T.4 - WH846
(Photo : Les Bywaters)
Built at Preston in 1953/4 this T.4 was first delivered to the charge 231 OCU. From there it was transferred to RAF Germany arriving at RAF Geilenkirchen (around 1962?) to join 3 Sqn's B(I)8s as one of two T.4s used for conversion and training. (It was at Geilenkirchen over the period 1962-65 that I met up with and worked on WH846.)
I left 3 Sqn in 1965, and WH846 was transferred to Station Flight at RAFG Laarbruch (it was a coincidence - honest) where it stayed until Laarbruch's 16 Sqn closed down. WH846 was transferred to the charge of 100 Sqn (probably around 1971/72). 100 Sqn had moved to RAF Wyton in 1972 with T.19s.
WH846 was transferred to storage at RAF St Athan in 1977 and eventually sold to BAe in 1982. By 1985, this T.4 was in storage at Samlesbury. However it has been preserved as it was bought in 1988 by the Yorkshire Air Museum, Elvington. The photo shows WH846 at Elvington on a grey day. It is without engines and has been painted with a yellow band around the fuselage to represent the old flying training colour scheme. Also, when it was with 3 Sqn the top of the nose cone in front of the cockpit was painted in anti-reflection black - as were most T.4s at that time. Further, WH846 had "Dayglo" self-adhesive strips (bright orange - denoting a trainer) applied to the nose cone and fin.

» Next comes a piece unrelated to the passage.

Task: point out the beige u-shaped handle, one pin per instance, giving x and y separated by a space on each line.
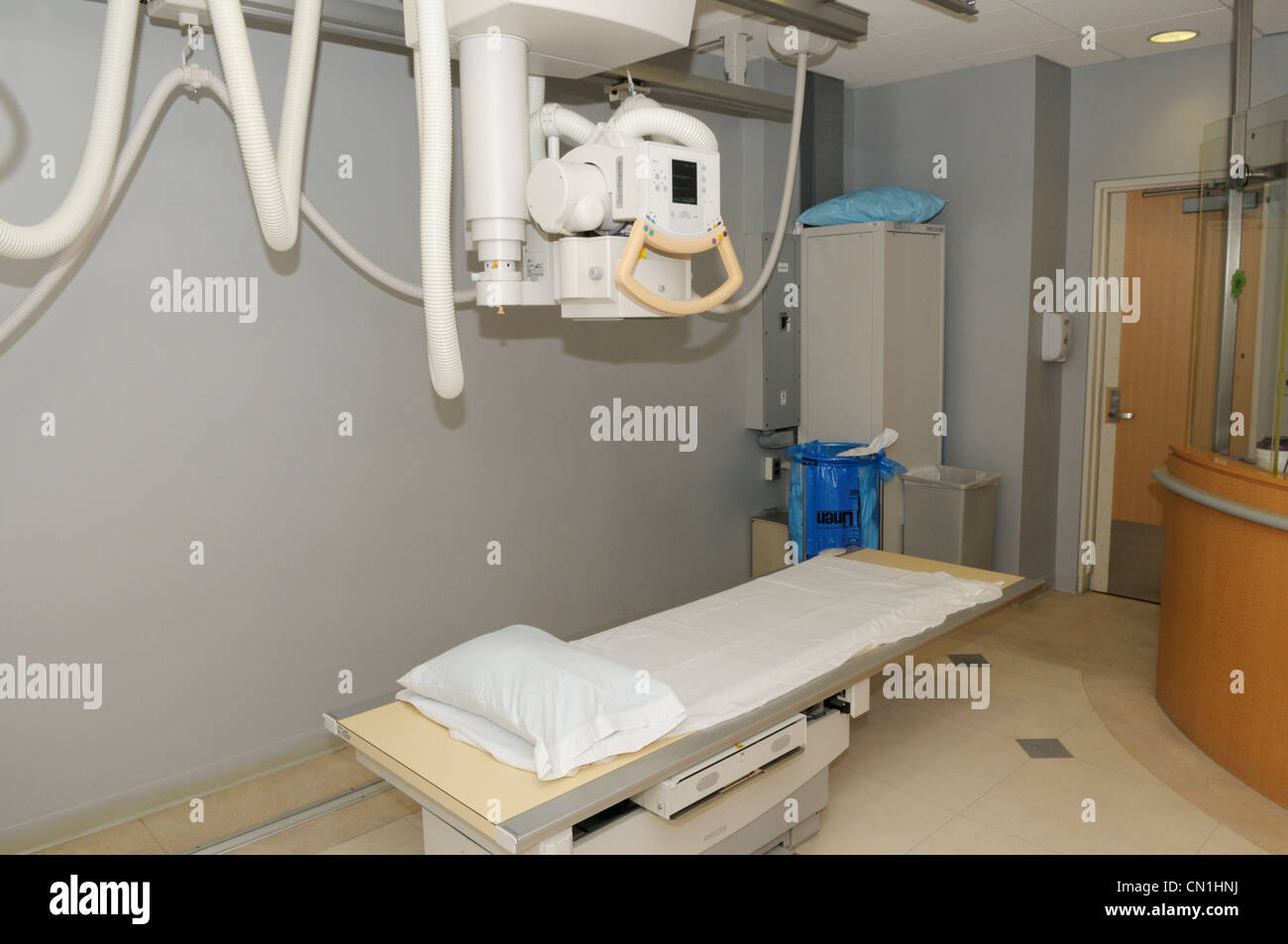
645 235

If you know Canberras you may wonder at the "B.2" style nose cover in use in the photo. This type of cover was used on Canberras with "bomb-aimer" clear noses. Of course the T.4 had a solid nose and didn't use this style of cover, just a leather protective pouch for the pitot head. The nose cone of the T.4 could be opened however, (reminiscent of the PR.9) and if you look closely you can make out the series of toggle fasteners around the nose just in front of the cockpit.